Non sono bastate due ristrutturazioni del debito per tenere in piedi Sopaf, dissestata per oltre 100 milioni di euro. La seconda operazione sui bond convertibili, peraltro non andata a buon fine a causa del crac di Banca Network, risale solo allo scorso mese di giugno (Sopaf ristruttura (ancora) le obbligazioni convertibili) quando erano emerse in maniera ineludibile le grosse difficoltà in cui versava la holding guidata da Giorgio Magnoni, tant’è che ad agosto è saltato il pagamento delle cedole. A seguito di ciò (ma non solo) il rapporto con gli istituti finanziatori è naufragato e Unicredit, capofila di un pool di banche, fra cui Banca Popolare di Milano, MPS e Banca Popolare di Sondrio, ha perso le staffe presentando istanza di fallimento presso il tribunale di Milano per 19 milioni di euro (Fallimento Sopaf, notificata l’istanza promossa da Unicredit).
La procura indaga sulle attività dei Magnoni dopo il crac di Banca Network
L’impressione, quindi, è che si sia giunti all’epilogo di una tormantata vicenda che vede ultimamente protagonista anche la Procura di Milano intenta a fare luce anche su alcune ipotesi di reato riconducibili alla distrazione di fondi e alla bancarotta preferenziale (non ci sono per il momento indagati).

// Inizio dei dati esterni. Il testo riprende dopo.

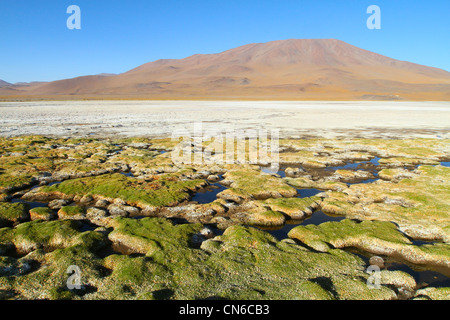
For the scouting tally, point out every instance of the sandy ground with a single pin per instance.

Per gli obbligazionisti la soluzione meno dolorosa sarebbe il concordato
Ma quale destino sarà riservato ai risparmiatori? Posto che gli azionisti rischiano di perdere tutto (l’azione vale meno di un centesimo), per gli obbligazionisti le cose stanno un pochino meglio, ma non tanto. I titoli “Sopaf 2007-2015 convertibile 3,875%” (Isin: IT0004227150) e “Sopaf 2011-2015 convertibile 9%” (Isin: IT0004762362) sono ormai in default dal 9 settembre e contestualmente – come reso noto dalla stessa Sopaf – sono pervenute all’emittente diverse richieste di rimborso anticipato, come previsto dal regolamento, che però, per ovvie ragioni, non potranno essere soddisfatte a pieno titolo. Tutto dipenderà da quanto deciderà il Tribunale fallimentare di Milano: se la messa in liquidazione della holding, come chiesto da Unicredit o il concordato preventivo in continuità secondo la nuova legge fallimentare, come vorrebbero i Magnoni. In ogni caso i detentori dei bond non recupereranno il 100% del valore nominale e perderanno gli interessi maturati, contrariamente a quanto dichiarato recentemente da giorgio Magnoni prevedendo addirittura la restituzione integrale dei prestiti obbligazionari.

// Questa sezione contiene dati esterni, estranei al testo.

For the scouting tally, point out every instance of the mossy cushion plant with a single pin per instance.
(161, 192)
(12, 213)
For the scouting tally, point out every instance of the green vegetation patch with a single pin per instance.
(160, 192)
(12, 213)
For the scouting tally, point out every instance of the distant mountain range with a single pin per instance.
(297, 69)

Sopaf travolta da 102 milioni di debiti va verso la liquidazione delle partecipazioni
Lo scenario peggiore sarebbe il fallimento di Sopaf che lascerebbe nell’incertezza i bondholders il cui recupero delle somme inizialmente investite dipenderà solo dalla liquidazione degli assets e per i quali, come sovente accade, i valori di libro risultano spesso inferiori da quelli realizzati in fase di vendita, pertanto non è possibile fare una stima a priori. E’ il caso delle partecipazioni nelle società immobiliari (Demofonte, Valore e Soreo I) che verrebbero valorizzate secondo l’attuale tendenza del mercato, ma anche di quelle nel fondo Sun System attivo nel campo fotovoltaico, settore che in questo momento non va bene. La soluzione migliore sarebbe, invece, quella del concordato che assicuri la continuità aziendale, anche con liquidazione di alcuni assets. In questo caso il recovery potrebbe risultare migliore, ma non certo totale stante il valore patrimoniale netto, non certificato, a circa 16 milioni di euro e il debito di 102.5 milioni. Nella migliore delle ipotesi si potrebbe arrivare a un recovery del 20-30% tramite un’offerta di scambio con nuovi titoli e/o azioni. Nell’incertezza, il mercato adesso prezza le convertibili fra l’10% e il 15% fra scambi esigui (vedi grafico sopra).